David Almond 

David Almond on Felling: ‘I didn’t want to be a northern writer’

The novelist explains how he returned to the streets of Tyneside in fiction, blending memory and imagination
  
  

Children playing in a street near shipyards, 1954.
Children playing in a street near shipyards, 1954.
Photograph: Trinity Mirror/Mirrorpix/Alamy

I recall a morning in my Felling childhood. I say to my best friend, Tex, that I want to be a writer. We’ve been serving on St Patrick’s altar. Bread and wine’s been turned to flesh and blood. I still taste the Host on my tongue. We’re on the High Street outside Myers pork shop. A severed pig’s head grins out from its window. There’s the distant din of caulkers from the shipyards far below. It’s a hot day and the sky above is eggshell blue.

“A writer?” says Tex. “But you’re just you, Davie. And this is just the Felling. What the hell ye ganna write about?”

“Aye,” I sigh. “Mebbe I’m just romancing, Tex.”

And we wander on uphill, past Dragone’s coffee shop, past the Blue Bell pub, past the allotments on Windy Ridge, and across the great playing fields towards the lark-filled sky.

I don’t really recall the rest of that particular day, but all these years later I continue to wander back there, blending the adult David with the young Davie, drawing together memory, imagination and dream, seeking the tales that grow from that far-off northern corner of the world.

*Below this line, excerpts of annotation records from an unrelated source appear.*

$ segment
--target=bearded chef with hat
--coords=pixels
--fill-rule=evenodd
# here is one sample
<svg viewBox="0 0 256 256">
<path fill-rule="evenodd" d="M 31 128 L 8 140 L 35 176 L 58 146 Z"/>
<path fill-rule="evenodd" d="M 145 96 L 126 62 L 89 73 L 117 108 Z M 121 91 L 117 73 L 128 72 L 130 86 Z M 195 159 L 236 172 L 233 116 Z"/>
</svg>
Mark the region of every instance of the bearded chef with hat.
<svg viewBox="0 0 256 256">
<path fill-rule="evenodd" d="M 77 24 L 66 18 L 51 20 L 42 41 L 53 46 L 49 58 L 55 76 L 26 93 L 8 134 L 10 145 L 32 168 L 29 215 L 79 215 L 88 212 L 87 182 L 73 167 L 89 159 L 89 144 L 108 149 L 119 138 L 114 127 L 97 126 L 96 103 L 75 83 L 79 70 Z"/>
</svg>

It wasn’t always so. For a long time, I shared Tex’s doubts. I didn’t want to write about that place. Didn’t want to be a northern writer with a northern voice. Thought I’d write about more interesting or exotic places, in some voice that was totally different from my own.

Then I was ambushed by a story called “Where Your Wings Were”, about the death of my baby sister in our little council house at the foot of the town. It generated a whole sequence of stories called Counting Stars. They were set in a Felling that was very like the real Felling but that was also a fiction. Real and imaginary people walked side by side. Real streets led to streets that were totally invented.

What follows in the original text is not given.